"Your faith is growing abundantly, and the love of every one of you for one another is increasing." - 2 Thessalonians 1:3b

Sunday, June 30, 2013

Ezekiel 13-18

Ezekiel 13-18 is not a pleasant, upbeat passage of Scripture. On the contrary, hearing God issue thunderous denunciations of His people is downright frightening. "'Because you did not remember the days of your youth but enraged me with all these things, I will surely bring down on your head what you have done, declares the Sovereign LORD'" (Ezekiel 16:43). This is disturbing imagery, to be sure, but it hits at a fundamental truth: Human beings are sinners.
From Genesis 3 onward, mankind has been plagued by sin. Sin separated us from God in the Garden and it continues to interfere with our relationship with Him even now. A holy and just God cannot simply overlook sin and allow us--the most wretched of creatures--back into His presence as if nothing had happened.
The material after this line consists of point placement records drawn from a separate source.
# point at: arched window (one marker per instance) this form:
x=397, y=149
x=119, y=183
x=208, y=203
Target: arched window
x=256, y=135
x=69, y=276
Fortunately, God's justice and wrath is matched by His mercy and His great love for us (John 3:16). While God cannot simply ignore sin, He is fully satisfied to accept Jesus' death as its all-encompassing, everlasting propitiation (1 John 2:2). If you truly desire the forgiveness and eternal life that we are promised in Jesus' blood, you can have it (John 3:16, Romans 10:13, 1 John 2: 3-6). And Ezekiel foreshadows this truth as well. "Why will you die, people of Israel? For I take no pleasure in the death of anyone, declares the Sovereign Lord. Repent and live" (Ezekiel 18:31)!
It is difficult--impossible, even--to appreciate our restoration to God without first fully acknowledging the totality of our separation from Him. Ezekiel can help us do this just as he tried to help the people of Judah so many years ago. What dark night, what bright new day.